Thank you Jason, and best of luck with flirc!

Comments 14 comments

  • Hello,

    Well this story talks to me quiet a bit … especially the 95% of the work is the last 5%. I’m the designer of the MSH Brain product (RC helcopter flybarless - and tricopter, quadcopter, plane, etc - controller), and it took me less than 2 months to get my helicopter flying with it.

    Now that’s about 2 years I’m working on it to get the other helis to fly correctly ;)

    I think we are quiet a few that can now combine hobby and work thanks to Sparkfun, for me it took approx. one year working after day work, on weekend, during holidays, etc to get enough credit to quit my regular job and open my own small company.

    My biggest frustration ? There is no hackerspace in Metz where I live (in France), I’d so much like to share experience with other hackers/devs. I’m also thinking about how to put something in place with my wife (she’s a teacher) to make young people “feel” what is hacking and electonics about.

    My biggest happyness ? Now I’m working at home, and can see my 1 year old daughter grow hour after hours :D … plus of course I got free parts for my Mini Protos :D :D

    Thomas.

  • Agreed with the comments on the TI-83. First dabble into programming was with it, and what a profound impact.

    Jason, thanks for the inspirational story. For helping me get over this rough spot in life and see that there is light at the end of the tunnel for those of us DIYers that are trying to make a name for ourselves. With hard work and perseverance anything can be accomplished.

    -EDG

  • For as much as I’ve complained about the TI-83 being overpriced and behind the times, it has gotten so many of my friends into CS. TI BASIC is incredibly simple and easy to test, just right for a kid in math class.

    I still remember my dad complaining about that. “100 dollars, for a calculator!?” Now that I look back it looks kinda funny since he has a fancy HP business calculator, but I understand him questioning whether getting high-schoolers fancy calculators was a good idea. I lost one and had another stolen, but I did buy the replacements myself. I’d have to say the calculator was probably one of the best purchases he made for me. It really fed my curiosity for computers. Now I’ve got a degree in Computer Engineering.

    Back to the article. Really inspiring story, thank you for sharing!
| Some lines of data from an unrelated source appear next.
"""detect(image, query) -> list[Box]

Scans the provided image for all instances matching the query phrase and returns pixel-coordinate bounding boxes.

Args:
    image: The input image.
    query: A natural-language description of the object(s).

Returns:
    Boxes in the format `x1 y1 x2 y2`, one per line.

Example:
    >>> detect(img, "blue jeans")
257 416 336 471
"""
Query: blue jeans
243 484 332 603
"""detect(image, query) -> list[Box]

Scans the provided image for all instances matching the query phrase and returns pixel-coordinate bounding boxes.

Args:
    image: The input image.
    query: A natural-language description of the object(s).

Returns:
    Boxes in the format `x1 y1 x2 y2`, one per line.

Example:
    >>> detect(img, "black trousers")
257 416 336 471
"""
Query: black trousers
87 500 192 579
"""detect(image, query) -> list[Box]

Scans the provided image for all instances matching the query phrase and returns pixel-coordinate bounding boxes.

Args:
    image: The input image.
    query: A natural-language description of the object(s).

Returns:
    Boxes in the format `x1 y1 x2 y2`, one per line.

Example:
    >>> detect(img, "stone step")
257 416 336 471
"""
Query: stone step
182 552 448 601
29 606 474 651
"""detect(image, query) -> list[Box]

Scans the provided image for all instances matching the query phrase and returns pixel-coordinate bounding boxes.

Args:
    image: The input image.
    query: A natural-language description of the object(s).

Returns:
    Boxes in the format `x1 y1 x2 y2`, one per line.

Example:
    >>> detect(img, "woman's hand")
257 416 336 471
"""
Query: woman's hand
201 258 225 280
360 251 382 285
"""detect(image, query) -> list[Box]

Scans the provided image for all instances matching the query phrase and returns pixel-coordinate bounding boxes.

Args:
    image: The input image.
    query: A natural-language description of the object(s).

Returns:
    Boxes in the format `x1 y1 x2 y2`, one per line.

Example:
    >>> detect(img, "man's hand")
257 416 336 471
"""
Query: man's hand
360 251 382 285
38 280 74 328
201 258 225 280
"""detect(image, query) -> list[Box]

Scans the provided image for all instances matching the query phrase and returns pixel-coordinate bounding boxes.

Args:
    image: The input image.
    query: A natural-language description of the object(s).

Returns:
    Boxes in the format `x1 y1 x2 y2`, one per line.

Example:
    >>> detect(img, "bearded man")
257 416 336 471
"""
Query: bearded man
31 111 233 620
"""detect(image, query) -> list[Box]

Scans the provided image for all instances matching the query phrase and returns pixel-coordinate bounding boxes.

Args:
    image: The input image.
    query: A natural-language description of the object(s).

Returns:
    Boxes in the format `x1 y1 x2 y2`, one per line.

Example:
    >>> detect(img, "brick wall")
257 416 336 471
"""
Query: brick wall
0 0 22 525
  • At one point of time the floppy disk drive served as very important format for movable storage. However, with increase in number of storage options, eventually, the floppy disks started to fade out and now have become nearly obsolete. Now-a- days there are much more versatile options to replace floppy drive as a source of data transfer in IT related equipments. From last so many years various companies have been working for solutions related to data transfer. buy more instagram followers

  • This comment intended to add some sorely missing keywords: IR, infra red, infra-red.

  • Would you please share your contact for the new product packaging firm?

  • I’m working on a product that is still in development although I have to say that Sparkfun has had such a huge impact on the way I do things and everything. Their tutorials help like no other and the variety of items help me get a broader sense of what I can do.

  • Very cool idea. With post-octogenarian parents this gives a nice idea on simplification. Maybe they can quit trying to answer the remote when the phone rings. FYI, Flirc web site says “customize flirc for for your own”.

  • Bless the people who help themselves. Cheer

  • Inspiring story. I don’t want to say anymore.